最後の資本主義
ロバート・B・ライシュ, 雨宮 寛, and 今井 章子
東洋経済新報社 / 2016-12-02
この本について
最近、「市場ってほんとうに公平なのか」とか、「結局どこで誰が得しているのか見えないまま働いてる気がする」とぼんやり考えることが増えました。ニュースで“自由市場”とか“政府の介入”といった言葉を聞くたびに、何となくわかった気になって流してしまう。でも、あのモヤモヤって放っておくと、自分の選択肢がどこで奪われているのかすら気づけなくなるんですよね。 『最後の資本主義』は、その見えない部分に手を突っ込んで、「そもそもルールは誰が決めていて、誰が一番得しているのか」という角度から教えてくれる本でした。特に、自由市場が“自然に存在するもの”ではなく、所有権や契約の条件、破産の扱いなど、細かい政治判断の積み重ねで作られているという話は、日常の景色がひっくり返る感覚がありました。

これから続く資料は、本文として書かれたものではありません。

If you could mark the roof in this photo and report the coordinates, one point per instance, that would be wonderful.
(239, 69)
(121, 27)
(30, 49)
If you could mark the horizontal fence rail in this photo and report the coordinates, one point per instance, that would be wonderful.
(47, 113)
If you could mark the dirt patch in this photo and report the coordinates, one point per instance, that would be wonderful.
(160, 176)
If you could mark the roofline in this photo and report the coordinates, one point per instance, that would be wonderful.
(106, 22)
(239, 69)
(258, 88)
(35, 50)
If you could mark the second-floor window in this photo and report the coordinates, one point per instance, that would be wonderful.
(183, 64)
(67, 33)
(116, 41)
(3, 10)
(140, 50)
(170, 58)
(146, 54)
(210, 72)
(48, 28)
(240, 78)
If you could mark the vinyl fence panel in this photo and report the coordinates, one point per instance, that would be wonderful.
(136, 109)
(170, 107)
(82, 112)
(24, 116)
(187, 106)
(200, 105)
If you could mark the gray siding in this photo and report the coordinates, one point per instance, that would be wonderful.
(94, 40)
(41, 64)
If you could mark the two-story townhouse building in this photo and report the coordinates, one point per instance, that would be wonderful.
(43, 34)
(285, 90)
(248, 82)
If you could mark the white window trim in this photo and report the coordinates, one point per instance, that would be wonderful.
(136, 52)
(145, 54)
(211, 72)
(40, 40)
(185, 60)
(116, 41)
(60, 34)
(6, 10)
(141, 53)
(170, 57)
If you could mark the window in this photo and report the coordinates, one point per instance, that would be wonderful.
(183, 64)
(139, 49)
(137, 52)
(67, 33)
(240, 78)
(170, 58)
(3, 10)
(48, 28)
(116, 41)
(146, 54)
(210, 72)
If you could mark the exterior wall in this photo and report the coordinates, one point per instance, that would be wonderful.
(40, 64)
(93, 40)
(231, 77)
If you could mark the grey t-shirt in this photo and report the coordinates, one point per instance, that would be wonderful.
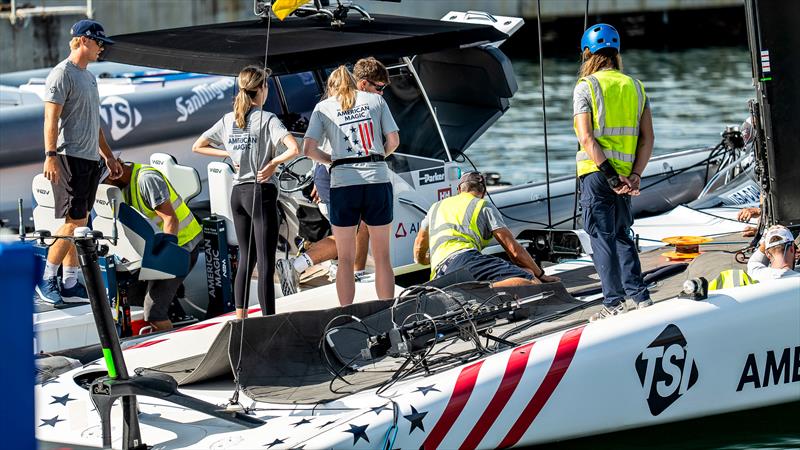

倒産法がどの企業の意向で作られているか、といった地味だけど決定的なポイントまで示されると、「何が問題なのか」をやっと自分の言葉で考えられるようになります。 医薬品の値段や知的財産の扱いなど、身近にあるのに仕組みが見えづらい領域も、この本では“どう市場が形づくられているか”という視点でつながっていきます。特別な思想に誘導する本ではなく、知らずに飲み込んでいた前提を一度ほぐしてくれる本なので、議論の土台を持ちたい人の助けになると思います。 「社会の仕組みを理解したいけど、派手な主張にはついていけない」という人に刺さる一冊です。